Gee, another opportunity to me to make an off-topic comment about
something I wanted to mention anyway.
If you are serious about making prints that will hold up more like
photos, you need a printer that makes prints using archival inks.
HP, other than their original PhotoSmart printers and their large format
units come with inks that usually HP is unwilling to give number on, but
overall are considered to be fairly fugitive, meaning they do not stand
up will to remaining in light for more than a year or two. They are
probably fine for "album" kept prints, at least for the medium run (5-10
years) as long as they are printed on good paper. Beyond that, little
is known about the dark keeping characteristics of many inkjet inks that
haven't been tested long term. Since the inks are forever being
reformulated, there basically aren't any long term tests. The best one
can hope for is either accelerated testing under bright light and high
temperature (and maybe exposure to known pollutants) or kknownqualities
of older materials that are revamped into ink components, like
ccertainpigments which have been used in paints for hundreds of years.
This brings us to the Epson printer line. The C80 is the only "current"
Epson small carriage printer to use pigmented inks OEM (from Epson).
The inks in this printer are rated for 100-200 years permanence.
However, as nice as it is, it has what I consider a major defect for
photo printing. The colored inks (CMY) are all polymer encapsulated
pigments. The black is pigmented but not encapsulated. They did this
because the polymer slows drying, and this printer is in their business
line, a replacement of the 900/950, and they wanted it to be very fast
with black text printing on regular bond paper.

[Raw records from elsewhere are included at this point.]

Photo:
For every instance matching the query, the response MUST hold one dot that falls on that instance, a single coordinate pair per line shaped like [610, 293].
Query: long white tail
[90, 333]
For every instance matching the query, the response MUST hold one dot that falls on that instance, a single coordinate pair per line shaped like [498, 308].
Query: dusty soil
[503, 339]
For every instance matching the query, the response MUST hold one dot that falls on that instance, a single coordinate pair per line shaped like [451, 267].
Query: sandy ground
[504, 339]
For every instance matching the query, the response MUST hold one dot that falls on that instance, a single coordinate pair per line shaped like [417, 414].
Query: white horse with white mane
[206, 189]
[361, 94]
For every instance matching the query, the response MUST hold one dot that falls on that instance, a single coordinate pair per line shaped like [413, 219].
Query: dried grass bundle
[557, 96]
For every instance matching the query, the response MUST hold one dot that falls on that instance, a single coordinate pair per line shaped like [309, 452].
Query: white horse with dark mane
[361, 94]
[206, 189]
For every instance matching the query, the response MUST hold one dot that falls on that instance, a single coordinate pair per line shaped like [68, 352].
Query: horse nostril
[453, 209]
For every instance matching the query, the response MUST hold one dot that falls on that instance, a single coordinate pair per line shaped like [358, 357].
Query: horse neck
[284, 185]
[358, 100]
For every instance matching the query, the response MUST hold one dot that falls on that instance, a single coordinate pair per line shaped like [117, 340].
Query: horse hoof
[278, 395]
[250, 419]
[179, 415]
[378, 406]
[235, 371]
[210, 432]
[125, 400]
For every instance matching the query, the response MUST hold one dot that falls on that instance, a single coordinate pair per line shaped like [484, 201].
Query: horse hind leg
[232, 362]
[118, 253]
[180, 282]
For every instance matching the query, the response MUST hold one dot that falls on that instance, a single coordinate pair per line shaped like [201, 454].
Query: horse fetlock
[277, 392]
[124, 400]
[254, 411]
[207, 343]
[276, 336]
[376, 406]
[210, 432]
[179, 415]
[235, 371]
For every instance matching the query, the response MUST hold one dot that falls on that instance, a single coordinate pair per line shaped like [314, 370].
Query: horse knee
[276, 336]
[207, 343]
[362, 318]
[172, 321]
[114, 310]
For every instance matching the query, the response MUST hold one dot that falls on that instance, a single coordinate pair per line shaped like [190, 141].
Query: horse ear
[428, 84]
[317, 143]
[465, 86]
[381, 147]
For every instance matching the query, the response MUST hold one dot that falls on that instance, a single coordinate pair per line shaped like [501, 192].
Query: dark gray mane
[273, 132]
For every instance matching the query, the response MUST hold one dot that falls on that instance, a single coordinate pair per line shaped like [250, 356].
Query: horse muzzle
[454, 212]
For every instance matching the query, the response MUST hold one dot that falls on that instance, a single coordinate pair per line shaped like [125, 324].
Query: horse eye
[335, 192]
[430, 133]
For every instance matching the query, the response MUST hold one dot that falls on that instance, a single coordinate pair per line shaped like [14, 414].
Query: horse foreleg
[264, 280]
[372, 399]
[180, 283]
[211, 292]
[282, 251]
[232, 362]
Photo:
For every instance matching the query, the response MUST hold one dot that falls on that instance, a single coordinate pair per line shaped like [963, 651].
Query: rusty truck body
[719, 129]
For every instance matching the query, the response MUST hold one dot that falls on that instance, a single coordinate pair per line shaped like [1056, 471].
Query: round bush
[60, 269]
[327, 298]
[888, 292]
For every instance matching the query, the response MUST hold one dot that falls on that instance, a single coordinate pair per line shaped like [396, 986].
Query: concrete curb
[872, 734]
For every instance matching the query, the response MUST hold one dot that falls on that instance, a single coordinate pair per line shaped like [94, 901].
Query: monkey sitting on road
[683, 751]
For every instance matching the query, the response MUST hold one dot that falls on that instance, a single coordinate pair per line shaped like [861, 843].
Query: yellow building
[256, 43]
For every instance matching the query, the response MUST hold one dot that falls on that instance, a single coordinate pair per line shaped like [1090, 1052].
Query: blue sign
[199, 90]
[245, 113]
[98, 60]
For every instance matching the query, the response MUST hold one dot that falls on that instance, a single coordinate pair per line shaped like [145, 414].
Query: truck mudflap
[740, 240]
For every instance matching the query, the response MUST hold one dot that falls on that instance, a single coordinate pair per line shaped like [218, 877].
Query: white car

As a result, you can print CMYK (all ink "colors") when using the matte
surfaced Epson papers, which "trap" the inks to make them nearly
waterproof, due to the paper technology, but the printer driver
automatically prints only in CMY when it is set up for glossy papers,
because the black in will literally rub off and smear on the Epson
glossy papers. This means the normal glossy printing is done only in
CMY, making lower contrast and somewhat muddy results especially in the
You can trick the printer to use all 4 inks by using the driver set to
matte paper while printing on glossy, but they you need to "fix" the
paper by spraying or coating or laminating it, which really defeats the
whole purpose of using a glossy paper.
Enter the next generation. Epson has released in Japan and UK (and will
be doing so in the US in July) a new series of printers. These new
printers take photo printing to a new level. Although I haven't heard
about the smaller version (8" carriage) release date for North America
the wider one (13" printing width, borderless) is called the Epson
Stylus Photo 2200. It uses 7 colors (adding a gray for improved black
and white printing), has a choice of two blacks, one for glossy and one
for matte, and new pigmented inks with dye like color range, and with a
75 year expected permanence, designed with photographers in mind. It
will print on a number of different paper surfaces as well, including
Epson art papers (and maybe others) and this new ink technology produces
much brighter colors, (according to Epson).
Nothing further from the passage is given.